En 2004, la première entreprise allemande a en effet mis au point un système de notation baptisé Siemens Leadership Framework, aboutissant à une classification des managers en trois catégories, des plus au moins performants. Ce système rappelle bien sur les pratiques mises en œuvre chez General Electric à la fin des années 90. La multinationale US avait mis au point un système de notation où chaque année, 10 % des managers les plus performants étaient fortement récompensés pendant que les 10 % les moins « méritants », étaient appelés à quitter l’entreprise. En réaction à ce programme, le CE central de Siemens a engagé un processus de discussion avec la direction de Siemens, en vue d’établir un système de notation moins arbitraire et impliquant les principaux intéressés.
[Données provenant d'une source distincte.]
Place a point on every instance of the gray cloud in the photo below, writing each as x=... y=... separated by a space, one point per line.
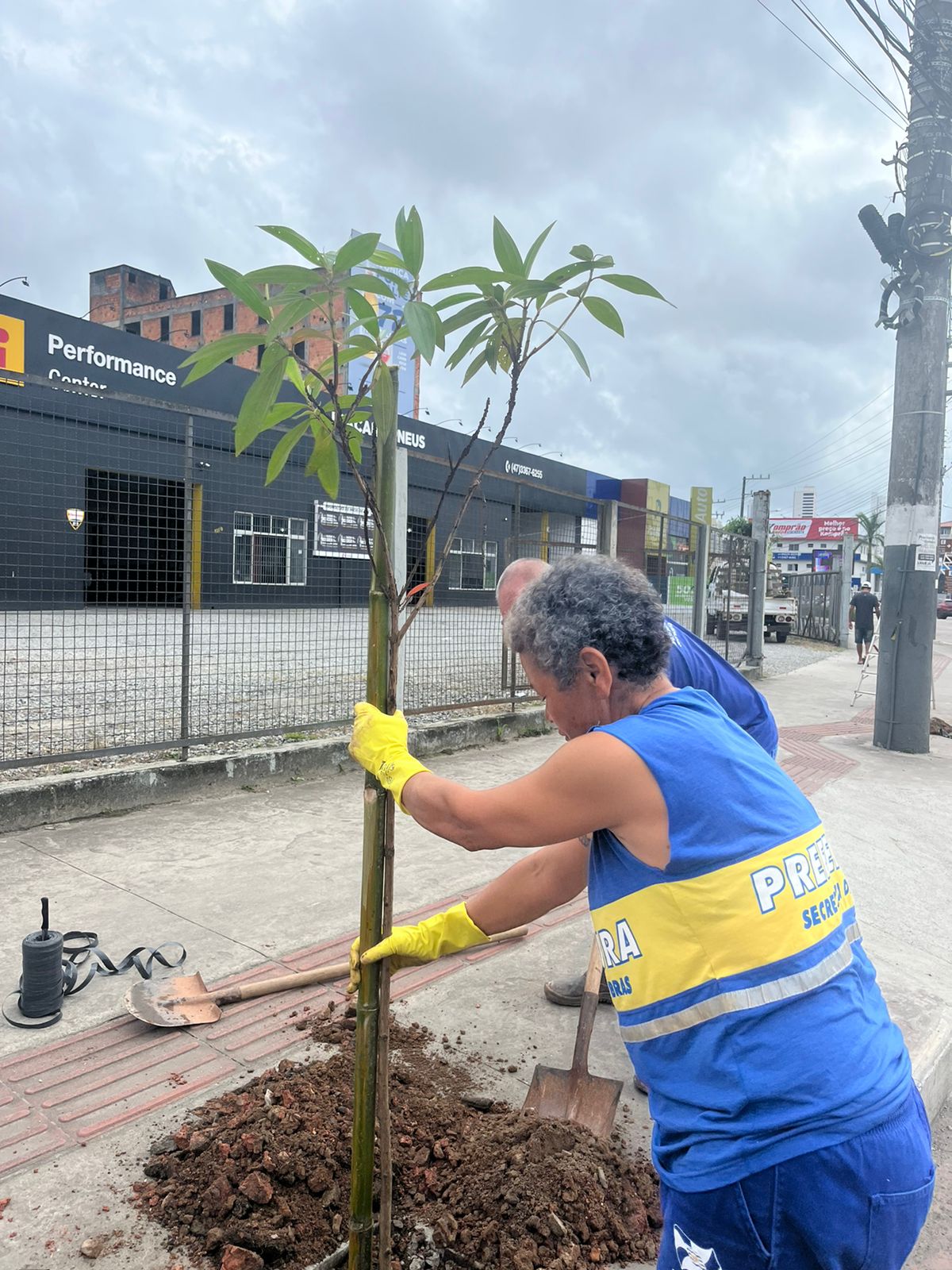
x=698 y=143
Au bout du compte, le programme EFA a vu le jour en 2006. Les représentants des salariés ont pu obtenir qu’il n’y ait plus de classification imposée d’en haut, que la définition des primes se fassent aussi en partie sur la base d’un entretien individualisé, enfin, que soit introduit une procédure de réclamation permettant aux salariés mécontents de leurs notes de défendre leur point de vue.